Hospital Corner – January, 2020

Hospital Corner – January, 2020

Influenza B, Coronavirus, Rhinovirus (common cold).  No shortage of bad news lately about highly contagious diseases, locally and across the planet.  Best way to avoid these hasn’t changed: wash your hands often, avoid contact with those who are sick, and get plenty of rest.  All of these are your best defense against Flu B, the dominant form this year.  Children appear to be getting the worst of it—as well as those with weakened immune systems. Not too late for a flu shot; if you have yet to be vaccinated, do it for them.

Who volunteers for extra work these days?  Dental Hygienists Stephanie Ramsey and Dea Minnitte-Hamrey from Dr. Dow’s office will soon be working extra hours providing oral healthcare to residents of the Lefa L. Seran Skilled Nursing Facility.  Their efforts will vastly improve the quality of life for these seniors in our care.  We are grateful to Dea and Stephanie for their dedication and service to the community.

Have you used the Nurse Health Line yet?  Since its launch in May of 2018, just over 200 calls have been made locally to the 24/7 nurse advice and referral service (about 11 calls a month).  While we believe this is a valuable tool to help you make important healthcare decisions night or day, just wish more took advantage of it.  We will monitor usage for the next few months to determine if this continues to be worthwhile (Mt. Grant pays a monthly fee to maintain).  Need a reminder? The NHL number is (775) 341-6161.

Last week Betty Easley reported in Wings-n-Things on recent visit by engineers who flew to Hawthorne to assist with design and planning of our new CT scanner project. Betty described it quite well but left out one important detail: the highlight of their trip wasn’t flying across the Sierra on a beautiful winter day or our stunning high desert scenery (though both impressed them), it was something else that left an indelible memory—Betty herself!  They had never been welcomed so warmly or graciously upon landing at an airport, and now look forward to a return trip to HTH, where Betty will be waiting.

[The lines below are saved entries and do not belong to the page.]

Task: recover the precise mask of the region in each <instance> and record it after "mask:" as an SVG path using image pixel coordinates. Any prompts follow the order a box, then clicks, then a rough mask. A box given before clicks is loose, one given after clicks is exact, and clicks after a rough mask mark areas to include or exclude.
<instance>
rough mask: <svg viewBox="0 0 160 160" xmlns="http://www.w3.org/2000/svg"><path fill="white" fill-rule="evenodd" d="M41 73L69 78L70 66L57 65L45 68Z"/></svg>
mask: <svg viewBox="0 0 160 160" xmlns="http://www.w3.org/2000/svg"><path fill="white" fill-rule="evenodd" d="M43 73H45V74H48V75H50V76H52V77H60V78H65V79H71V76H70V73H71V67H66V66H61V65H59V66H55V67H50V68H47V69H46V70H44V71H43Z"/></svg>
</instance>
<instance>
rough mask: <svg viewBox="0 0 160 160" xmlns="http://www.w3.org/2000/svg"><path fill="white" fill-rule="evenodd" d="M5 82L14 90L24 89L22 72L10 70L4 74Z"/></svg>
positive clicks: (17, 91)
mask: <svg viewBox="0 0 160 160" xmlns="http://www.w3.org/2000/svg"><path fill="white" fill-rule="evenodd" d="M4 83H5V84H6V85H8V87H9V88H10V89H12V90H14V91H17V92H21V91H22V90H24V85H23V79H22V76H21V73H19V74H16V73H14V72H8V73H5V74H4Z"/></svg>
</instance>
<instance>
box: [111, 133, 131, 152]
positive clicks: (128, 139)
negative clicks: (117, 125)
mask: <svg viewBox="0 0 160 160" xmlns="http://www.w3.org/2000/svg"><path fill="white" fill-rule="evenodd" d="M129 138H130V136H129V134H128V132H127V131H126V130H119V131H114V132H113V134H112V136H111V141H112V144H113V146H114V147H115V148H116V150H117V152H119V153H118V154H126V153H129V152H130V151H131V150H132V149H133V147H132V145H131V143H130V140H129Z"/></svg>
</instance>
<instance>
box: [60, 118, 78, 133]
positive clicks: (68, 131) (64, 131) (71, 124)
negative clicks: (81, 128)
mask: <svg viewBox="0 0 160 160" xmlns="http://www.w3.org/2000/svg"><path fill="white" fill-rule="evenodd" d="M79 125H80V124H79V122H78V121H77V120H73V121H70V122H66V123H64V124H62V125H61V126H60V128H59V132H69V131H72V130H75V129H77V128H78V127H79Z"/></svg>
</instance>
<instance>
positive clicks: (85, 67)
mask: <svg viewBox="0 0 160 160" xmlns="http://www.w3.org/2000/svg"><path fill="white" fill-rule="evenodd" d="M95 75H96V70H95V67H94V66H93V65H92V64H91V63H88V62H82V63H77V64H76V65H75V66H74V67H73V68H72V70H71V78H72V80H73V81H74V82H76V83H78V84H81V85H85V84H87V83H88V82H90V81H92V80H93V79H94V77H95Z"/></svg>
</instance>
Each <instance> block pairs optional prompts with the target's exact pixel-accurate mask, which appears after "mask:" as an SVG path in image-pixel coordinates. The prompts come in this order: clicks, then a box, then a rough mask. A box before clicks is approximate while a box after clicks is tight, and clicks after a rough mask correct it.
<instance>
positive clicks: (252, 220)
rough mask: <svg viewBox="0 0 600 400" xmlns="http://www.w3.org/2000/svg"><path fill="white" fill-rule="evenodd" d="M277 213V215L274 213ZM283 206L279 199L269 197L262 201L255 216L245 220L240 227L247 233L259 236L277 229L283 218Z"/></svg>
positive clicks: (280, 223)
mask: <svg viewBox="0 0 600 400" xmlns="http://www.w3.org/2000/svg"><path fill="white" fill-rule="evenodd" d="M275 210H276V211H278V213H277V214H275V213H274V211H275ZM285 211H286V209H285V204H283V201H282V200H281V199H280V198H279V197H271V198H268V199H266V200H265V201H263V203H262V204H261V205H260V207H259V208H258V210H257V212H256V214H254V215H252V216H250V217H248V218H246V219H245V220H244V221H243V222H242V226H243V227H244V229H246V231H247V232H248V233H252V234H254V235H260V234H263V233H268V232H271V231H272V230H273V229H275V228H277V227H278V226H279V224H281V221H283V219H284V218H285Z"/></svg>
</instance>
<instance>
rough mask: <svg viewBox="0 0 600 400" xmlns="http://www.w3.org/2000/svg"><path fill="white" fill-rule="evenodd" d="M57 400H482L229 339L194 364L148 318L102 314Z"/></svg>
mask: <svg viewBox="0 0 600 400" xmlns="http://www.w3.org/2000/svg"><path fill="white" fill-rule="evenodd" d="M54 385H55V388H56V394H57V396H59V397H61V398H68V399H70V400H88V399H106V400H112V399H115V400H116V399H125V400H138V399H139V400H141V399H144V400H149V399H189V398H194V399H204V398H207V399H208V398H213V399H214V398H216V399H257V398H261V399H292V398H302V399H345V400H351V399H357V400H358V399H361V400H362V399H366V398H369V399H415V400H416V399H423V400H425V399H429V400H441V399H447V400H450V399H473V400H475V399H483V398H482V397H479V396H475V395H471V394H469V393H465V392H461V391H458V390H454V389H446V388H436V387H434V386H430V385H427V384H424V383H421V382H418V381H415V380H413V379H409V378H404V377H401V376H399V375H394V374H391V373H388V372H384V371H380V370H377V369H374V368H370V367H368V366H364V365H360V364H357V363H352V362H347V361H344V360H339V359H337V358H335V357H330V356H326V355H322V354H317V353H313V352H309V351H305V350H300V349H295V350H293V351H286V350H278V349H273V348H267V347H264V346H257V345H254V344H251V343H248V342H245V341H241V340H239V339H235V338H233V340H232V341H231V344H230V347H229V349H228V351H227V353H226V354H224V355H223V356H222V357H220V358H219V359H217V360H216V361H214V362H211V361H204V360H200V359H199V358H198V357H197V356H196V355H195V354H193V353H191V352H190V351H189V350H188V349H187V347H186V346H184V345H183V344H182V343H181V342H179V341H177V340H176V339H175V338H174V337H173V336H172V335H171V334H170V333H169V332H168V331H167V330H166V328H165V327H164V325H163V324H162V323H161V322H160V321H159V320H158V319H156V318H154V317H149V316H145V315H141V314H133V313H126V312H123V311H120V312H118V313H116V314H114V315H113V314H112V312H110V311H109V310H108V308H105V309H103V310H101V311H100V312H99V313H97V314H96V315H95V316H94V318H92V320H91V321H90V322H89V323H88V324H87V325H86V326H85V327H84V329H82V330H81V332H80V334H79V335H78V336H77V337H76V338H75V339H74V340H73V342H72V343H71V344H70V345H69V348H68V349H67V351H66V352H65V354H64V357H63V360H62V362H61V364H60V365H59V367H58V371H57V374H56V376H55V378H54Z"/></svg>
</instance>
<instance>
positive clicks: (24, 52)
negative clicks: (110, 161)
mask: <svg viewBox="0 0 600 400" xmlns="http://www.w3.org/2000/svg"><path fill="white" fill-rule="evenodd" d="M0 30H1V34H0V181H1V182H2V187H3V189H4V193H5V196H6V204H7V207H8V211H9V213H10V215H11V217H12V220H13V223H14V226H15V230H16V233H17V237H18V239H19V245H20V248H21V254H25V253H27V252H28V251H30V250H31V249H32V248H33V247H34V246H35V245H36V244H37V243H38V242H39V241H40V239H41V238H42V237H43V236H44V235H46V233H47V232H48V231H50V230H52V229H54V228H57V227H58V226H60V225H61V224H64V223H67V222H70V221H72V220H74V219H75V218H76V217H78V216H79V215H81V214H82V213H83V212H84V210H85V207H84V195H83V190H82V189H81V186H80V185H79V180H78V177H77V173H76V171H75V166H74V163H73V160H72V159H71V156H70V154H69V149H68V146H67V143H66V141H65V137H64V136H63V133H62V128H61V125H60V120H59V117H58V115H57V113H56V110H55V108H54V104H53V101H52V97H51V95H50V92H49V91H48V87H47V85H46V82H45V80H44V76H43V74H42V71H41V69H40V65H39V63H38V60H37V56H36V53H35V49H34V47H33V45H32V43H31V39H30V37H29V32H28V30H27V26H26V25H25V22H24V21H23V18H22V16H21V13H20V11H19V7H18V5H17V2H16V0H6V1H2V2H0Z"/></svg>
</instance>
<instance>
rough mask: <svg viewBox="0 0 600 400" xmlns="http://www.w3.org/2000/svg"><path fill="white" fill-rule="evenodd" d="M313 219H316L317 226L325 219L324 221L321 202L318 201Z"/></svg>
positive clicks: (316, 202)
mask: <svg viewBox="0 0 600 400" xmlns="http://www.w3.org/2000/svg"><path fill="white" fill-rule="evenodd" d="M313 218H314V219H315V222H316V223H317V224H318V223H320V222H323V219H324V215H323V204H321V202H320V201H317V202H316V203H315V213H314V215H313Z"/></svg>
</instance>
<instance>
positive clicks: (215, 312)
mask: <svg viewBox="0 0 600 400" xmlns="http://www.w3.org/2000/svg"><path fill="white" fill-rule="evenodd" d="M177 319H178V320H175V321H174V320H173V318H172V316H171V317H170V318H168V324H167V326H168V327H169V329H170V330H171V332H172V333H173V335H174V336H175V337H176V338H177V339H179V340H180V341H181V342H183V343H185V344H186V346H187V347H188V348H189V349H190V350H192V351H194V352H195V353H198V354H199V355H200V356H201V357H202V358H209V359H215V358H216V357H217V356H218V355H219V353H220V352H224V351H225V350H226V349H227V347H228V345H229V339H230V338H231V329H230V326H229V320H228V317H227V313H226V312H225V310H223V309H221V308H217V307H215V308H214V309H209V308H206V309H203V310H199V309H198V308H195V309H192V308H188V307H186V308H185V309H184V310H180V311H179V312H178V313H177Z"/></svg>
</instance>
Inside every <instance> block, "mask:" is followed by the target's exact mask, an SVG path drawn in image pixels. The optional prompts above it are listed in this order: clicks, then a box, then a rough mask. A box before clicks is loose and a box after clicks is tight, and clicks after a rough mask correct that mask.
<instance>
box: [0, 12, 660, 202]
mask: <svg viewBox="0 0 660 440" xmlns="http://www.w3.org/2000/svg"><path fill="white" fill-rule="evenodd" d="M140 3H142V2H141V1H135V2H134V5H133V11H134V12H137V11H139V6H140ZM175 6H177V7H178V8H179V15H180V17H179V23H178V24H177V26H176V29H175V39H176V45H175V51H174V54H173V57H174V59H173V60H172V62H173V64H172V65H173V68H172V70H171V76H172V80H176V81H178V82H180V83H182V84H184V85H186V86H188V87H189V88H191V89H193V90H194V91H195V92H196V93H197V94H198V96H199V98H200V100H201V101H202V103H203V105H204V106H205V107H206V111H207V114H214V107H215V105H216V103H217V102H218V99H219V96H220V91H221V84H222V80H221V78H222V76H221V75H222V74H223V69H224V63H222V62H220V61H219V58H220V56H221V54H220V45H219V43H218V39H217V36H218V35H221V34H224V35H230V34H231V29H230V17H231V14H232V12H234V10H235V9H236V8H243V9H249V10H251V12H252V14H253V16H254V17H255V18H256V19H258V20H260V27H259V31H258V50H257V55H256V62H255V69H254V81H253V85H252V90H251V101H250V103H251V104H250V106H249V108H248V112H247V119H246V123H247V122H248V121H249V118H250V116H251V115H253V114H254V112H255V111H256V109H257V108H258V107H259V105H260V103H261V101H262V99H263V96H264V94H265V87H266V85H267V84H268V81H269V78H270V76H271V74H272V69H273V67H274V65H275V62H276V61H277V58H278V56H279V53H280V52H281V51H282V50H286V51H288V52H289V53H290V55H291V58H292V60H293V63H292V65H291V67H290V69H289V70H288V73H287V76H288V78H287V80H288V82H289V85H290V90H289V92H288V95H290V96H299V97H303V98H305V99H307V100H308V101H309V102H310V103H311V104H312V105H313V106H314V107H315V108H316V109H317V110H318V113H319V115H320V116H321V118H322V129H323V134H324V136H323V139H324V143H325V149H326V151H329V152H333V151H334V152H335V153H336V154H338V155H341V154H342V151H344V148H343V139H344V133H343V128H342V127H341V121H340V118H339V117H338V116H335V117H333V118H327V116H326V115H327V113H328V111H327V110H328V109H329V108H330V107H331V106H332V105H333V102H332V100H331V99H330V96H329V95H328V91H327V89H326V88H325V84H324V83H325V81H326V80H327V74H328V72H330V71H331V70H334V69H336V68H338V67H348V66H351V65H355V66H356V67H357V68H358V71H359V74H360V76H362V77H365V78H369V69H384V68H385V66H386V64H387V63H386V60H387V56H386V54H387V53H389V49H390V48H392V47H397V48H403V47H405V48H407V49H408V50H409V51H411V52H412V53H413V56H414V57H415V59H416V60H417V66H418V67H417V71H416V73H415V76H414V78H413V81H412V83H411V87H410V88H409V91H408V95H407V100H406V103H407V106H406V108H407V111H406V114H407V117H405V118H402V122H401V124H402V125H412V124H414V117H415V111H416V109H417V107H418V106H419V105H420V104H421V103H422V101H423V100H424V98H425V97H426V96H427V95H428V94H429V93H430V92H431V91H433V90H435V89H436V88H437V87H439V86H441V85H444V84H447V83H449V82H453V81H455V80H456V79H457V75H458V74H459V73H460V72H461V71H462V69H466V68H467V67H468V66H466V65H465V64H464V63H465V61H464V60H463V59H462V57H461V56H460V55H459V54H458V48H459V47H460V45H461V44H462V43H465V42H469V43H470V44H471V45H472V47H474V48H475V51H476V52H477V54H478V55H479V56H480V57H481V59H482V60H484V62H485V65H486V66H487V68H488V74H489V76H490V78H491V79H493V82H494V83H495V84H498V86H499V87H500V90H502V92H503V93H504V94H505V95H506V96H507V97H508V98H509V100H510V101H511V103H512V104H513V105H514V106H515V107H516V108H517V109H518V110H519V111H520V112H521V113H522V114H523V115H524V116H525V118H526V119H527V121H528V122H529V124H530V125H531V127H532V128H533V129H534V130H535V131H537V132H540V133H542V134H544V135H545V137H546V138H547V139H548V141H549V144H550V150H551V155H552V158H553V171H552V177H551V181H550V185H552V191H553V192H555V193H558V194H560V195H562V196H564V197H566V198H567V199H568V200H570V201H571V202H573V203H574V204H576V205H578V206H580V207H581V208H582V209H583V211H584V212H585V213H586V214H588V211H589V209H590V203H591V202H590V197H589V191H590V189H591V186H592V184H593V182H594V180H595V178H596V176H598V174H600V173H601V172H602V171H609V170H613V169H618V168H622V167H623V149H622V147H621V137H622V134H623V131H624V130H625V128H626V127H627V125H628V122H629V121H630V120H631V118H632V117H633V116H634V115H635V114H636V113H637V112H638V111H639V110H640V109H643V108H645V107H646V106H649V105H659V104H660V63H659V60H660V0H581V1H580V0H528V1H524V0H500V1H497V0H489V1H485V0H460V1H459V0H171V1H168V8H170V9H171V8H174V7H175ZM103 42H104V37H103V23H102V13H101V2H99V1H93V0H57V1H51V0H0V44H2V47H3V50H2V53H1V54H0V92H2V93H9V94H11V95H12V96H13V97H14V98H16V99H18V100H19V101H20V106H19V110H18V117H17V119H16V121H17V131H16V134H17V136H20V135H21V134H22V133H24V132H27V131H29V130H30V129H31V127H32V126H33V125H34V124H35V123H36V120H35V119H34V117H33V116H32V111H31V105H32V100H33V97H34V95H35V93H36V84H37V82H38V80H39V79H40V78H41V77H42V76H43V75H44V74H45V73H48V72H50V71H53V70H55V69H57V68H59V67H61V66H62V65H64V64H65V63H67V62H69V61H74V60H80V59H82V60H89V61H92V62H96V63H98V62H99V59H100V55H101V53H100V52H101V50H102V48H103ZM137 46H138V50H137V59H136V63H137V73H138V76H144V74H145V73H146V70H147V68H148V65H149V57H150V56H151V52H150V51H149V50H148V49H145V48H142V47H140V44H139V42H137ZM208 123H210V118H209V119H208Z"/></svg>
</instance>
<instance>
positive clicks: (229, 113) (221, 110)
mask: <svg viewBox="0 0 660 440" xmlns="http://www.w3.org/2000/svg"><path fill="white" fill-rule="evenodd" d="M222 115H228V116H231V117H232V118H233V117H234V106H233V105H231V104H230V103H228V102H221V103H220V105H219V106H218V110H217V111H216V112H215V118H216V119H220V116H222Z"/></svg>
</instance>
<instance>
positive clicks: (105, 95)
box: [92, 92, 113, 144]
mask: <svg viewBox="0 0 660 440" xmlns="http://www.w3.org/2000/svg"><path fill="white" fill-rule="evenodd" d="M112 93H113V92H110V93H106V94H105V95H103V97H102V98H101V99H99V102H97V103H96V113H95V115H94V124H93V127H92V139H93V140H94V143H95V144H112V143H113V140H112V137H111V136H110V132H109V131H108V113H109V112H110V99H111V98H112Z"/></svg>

Here’s an excerpt from a recent article in The Washington Post: “a couple from rural Tennessee travel to a pop-up clinic for the first medical care they’ve had in years.  The couple each has multiple chronic medical conditions but have not seen a physician in more than four years. They traveled overnight to the temporary clinic, hosted at a high school in Cleveland, Tenn., by the nonprofit Remote Area Medical. When the couple arrived at the clinic at 2 a.m. the morning before it opened, more than 300 cars were already in the parking lot, according to the report.

The story illustrates what it’s like to be one of 50 million rural Americans to live in a healthcare shortage area. An estimated 2.5 million people in Tennessee live without easy access to medical services, due to declining numbers of hospitals and physicians to staff them. With 12 hospital closures since 2010, Tennessee ranks second in the nation behind Texas.”

Access to healthcare in rural areas may be the worst in Texas and Tennessee but sadly Nevada is not too far behind. Mt. Grant General is fortunate to be a member of the Nevada Rural Hospital Partners, a consortium of about a dozen critical access hospitals providing healthcare far from Reno or Las Vegas.  By working together, our voices and concerns are heard in Carson City during legislative sessions, assuring the support public hospitals need to survive.  NRHP hospitals share similar challenges (staffing being foremost), solutions and best practices to ensure continued service to their communities for decades to come—our mission at Mt. Grant General.